Galectins role as predictive markers for anti-PD-1-based immunotherapy in non-small cell lung cancer.

111 Background: Checkpoint inhibitor-based immunotherapy is opening a promising scenario in oncology with objective responses registered in several tumors. However reliable predictive markers of tumor responsiveness are still lacking. These markers need to be urgently identified for a better selection of patients candidate to immunotherapy. In NSCLC setting, the pleiotropic molecules Galectin 1 and 3 regulate apoptosis and tumor immune-escape and are in the right position to play as predictive marker in anti-PD1 based immunotherapy. Methods: 27 consecutive patients with non small cell lung cancer (NSCLC) stage IV, treatment-naive, selected on the basis of PD-L1 tumor proportion score (TPS) ≥ 50 % were considered for immunotherapy with anti PD-1 antibodies as a first-line treatment. Patients assessments were conducted at baseline and after 3 cycles of therapy (week 12) and classified according to immune-related response criteria (iRECIST).

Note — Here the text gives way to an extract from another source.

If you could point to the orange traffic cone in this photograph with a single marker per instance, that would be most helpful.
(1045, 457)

Immunohistochemical analysis was performed on primary tumor biopsies before treatment in order to evaluate Gal-1 and Gal-3 expression both in cancer cells and tumor interstitium. Tumors were grouped in 2 different classes depending on the expression level of these molecules. Results: In our preliminary data there seems to be a strong correlation between the responses to anti-PD-1 treatment and a low-intermediate expression of intratumoral Gal-3 and interstitial Gal-1. In fact, all patients in the intratumoral Gal-3 low-intermediate expression group had an excellent response to immunotherapic treatment (10/10 patients), while 15/17 patients with high intracellular Gal-3 expression had clinical and radiographic progression of the disease after only three cycles of treatment, despite the high expression of PD-L1. In contrast, 8/11 patients with a low-intermediate interstitial expression of Gal-1 had an excellent response to treatment, whereas in the group with high interstitial expression of Gal-1, the response rate was drastically lower (5/15 patients). Conclusions: The expression of interstitial Gal-1 protein and intratumoral Gal-3 protein appear to be a good candidates as predictive markers of response to immunotherapy.